What if God was one of us?
If anything, we are one
of Him. Our desires, passion for good, and unquenchable yearning for change are
all rooted in the divine. All too often, it would seem, at this most awesome
time of the year, we more than anything feel estranged from God. Pep talks,
attempts at feeling a sense of fear, and even God's majesty are likely to be
met by not closeness but rather a sense of exceptionalism - God, the ethereal,
ever so far away, whose desires we have to understand, but not to whom our
desires need to be communicated.
I personally believe that at
this time of year what's necessary more than anything else is to re-meet our
inner selves, to take the time to discover our unique Godly voice in the form
of understand ourselves and realizing that who we are, is an expression of the
above - in a way that gives life fresh breath, belief in a better hope or
dream. The recognition that God created the world with each and every one of us
in order to create greatness in His name is in my humble opinion the greatest
form of teshuva.
As an educator I believe that
all too often the approach is a cookie cutter one. I saw a yeshiva student this
past Sunday night looking on enviously at the basketball players on the court;
after the intensity of Rosh Hashanah - and all the time with the kids - it
seemed like more people than usual wanted to hit the court. I asked him - the
student, 18, he told me - how come he doesn't play? He told me he just came to
watch. The lie was too blatantly obvious to be true. I asked which yeshiva g'dola he
was from - knowing based on his dress, perfectly-fitting tailored pants,
all-too smoothly starched shirt, tzizit in perfect formation (of exact same
length, without a loose thread), that he was from Wolfson and no other. I asked
him if he had any classmates from Maarava there; sheepishly he said yes; I
asked, "Who?" and he said, "I don't know all of their names
yet." I told him, Maarava students also come here, and he gave me a half-embarrassed
smile, knowing exactly what I was getting at, the shtantz, the mold
that has to be fit at the price of dear life itself.
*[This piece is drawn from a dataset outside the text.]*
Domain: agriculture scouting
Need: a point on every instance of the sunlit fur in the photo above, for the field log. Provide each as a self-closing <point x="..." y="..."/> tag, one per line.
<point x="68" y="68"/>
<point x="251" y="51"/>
I hope that I am not being
heretical, but rather than looking on, green with envy, it would be far better
for that buchur to put shorts on under his pants, and on a
nearby bench change into proper attire, walking back after the game donning his
yeshiva garb, don't ask, don't tell!
Perhaps that's a symbol, a way
of asking ourselves what desires we too have that we have left unmet. It is
liberating to know that we are not God, but even more than that, I think God
wants to know that we bring our unique, liberated ideas to learning, to
playing, to discovering and even provoking ourselves out of complacency, and by virtue of doing so, we do
a greater service for God and ourselves than trying to be a
carbon copy of those in our surroundings.